SECURITY BLANKET by Kristen Buehner

Images by Jessi Proulx

Lady Liberty turns her face as the buildings fall to dust
One
Two.

The news stations play the same questions over and over and over.
They call all the people who have a drop of an opinion on the matter.
They crowd the faces of elected officials, law enforcement, innocent bystanders,
Anyone with an inkling of sense still rattling around their dust-filled brains behind their dust-filled eyes
And they draw half-answers out of them with a slow syringe, and distribute them through radio waves and TV broadcasts as security blankets, and they just keep talking
Because the silence of unanswered questions is too loud for them to bear.
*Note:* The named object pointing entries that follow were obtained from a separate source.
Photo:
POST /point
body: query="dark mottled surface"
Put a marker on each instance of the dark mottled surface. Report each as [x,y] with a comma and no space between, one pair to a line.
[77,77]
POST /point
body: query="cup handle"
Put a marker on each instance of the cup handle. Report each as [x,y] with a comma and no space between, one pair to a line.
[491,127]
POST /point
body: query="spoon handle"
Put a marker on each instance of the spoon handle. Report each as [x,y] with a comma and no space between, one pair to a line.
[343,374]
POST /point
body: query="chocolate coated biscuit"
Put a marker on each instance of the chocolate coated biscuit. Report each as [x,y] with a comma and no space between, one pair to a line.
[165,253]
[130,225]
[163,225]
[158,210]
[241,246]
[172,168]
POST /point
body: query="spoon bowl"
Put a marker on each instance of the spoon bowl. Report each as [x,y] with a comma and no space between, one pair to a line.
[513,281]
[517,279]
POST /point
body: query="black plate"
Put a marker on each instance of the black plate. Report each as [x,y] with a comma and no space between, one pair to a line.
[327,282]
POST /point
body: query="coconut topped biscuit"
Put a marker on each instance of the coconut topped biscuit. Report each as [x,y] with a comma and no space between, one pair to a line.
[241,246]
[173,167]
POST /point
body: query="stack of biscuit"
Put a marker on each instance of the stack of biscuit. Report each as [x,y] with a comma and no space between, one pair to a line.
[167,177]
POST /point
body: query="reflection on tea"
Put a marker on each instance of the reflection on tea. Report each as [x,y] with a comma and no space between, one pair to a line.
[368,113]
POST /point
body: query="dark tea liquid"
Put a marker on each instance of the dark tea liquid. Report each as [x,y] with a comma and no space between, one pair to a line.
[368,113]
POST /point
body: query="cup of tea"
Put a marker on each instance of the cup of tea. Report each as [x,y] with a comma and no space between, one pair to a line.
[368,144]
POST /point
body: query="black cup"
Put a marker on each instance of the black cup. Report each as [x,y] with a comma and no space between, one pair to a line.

The president speaks as eloquently as possible.
He is calm. He is precise.
His written words, his anchors,
Float up like the smoke
That took hours to clear that day.

And the doctors’ knees quake under the weight of all the people’s souls they cradle in their arms,
And they just keep piling on,
One
Two.
Tens
Twenties,
Wondering how many more bodies will come through the door,
How much more blood there will be,
When, if ever, they will go home.



Four hours and nine minutes have passed when the bombs go off
One
Two.

Not everyone crossed the finish line.

The news stations play the same questions over and over
And they just keep talking
Because the silence of unanswered questions is too loud for them to bear
And they’re playing it over and over and over again,
One two
one two
one two
one two
Burning it into the TV screen’s retinas so much
We’ll have to buy eyeglasses to cover the cataracts
Because tragedies are best seen in red, blue, green,
High definition
Surround sound.

The president is calm and precise,
His written words, his anchors,
Distributed through the airwaves like security blankets
More noise over the unanswered questions

And the doctors saw away limbs shredded into ribbons
Wondering how many more bodies will come through the door,
How much more blood there will be,
When, if ever, they will go home.

__

They held a moment of silence before the 117th Boston Marathon
For the 26 victims of the Sandy Hook Elementary School shooting
So the marathoners could hold them for a moment in their hard-beating hearts,
Remember the presents under the Christmas trees that never got opened that December
And honor the life coursing through their limbs, through their lungs
As they ran towards the finish.

But they forgot the bombs that went off today,
An ocean between us and the sound.
They forgot the little boy with a smile cracked like a Haitian sidewalk
His ribcage reaching out to swallow his skin up.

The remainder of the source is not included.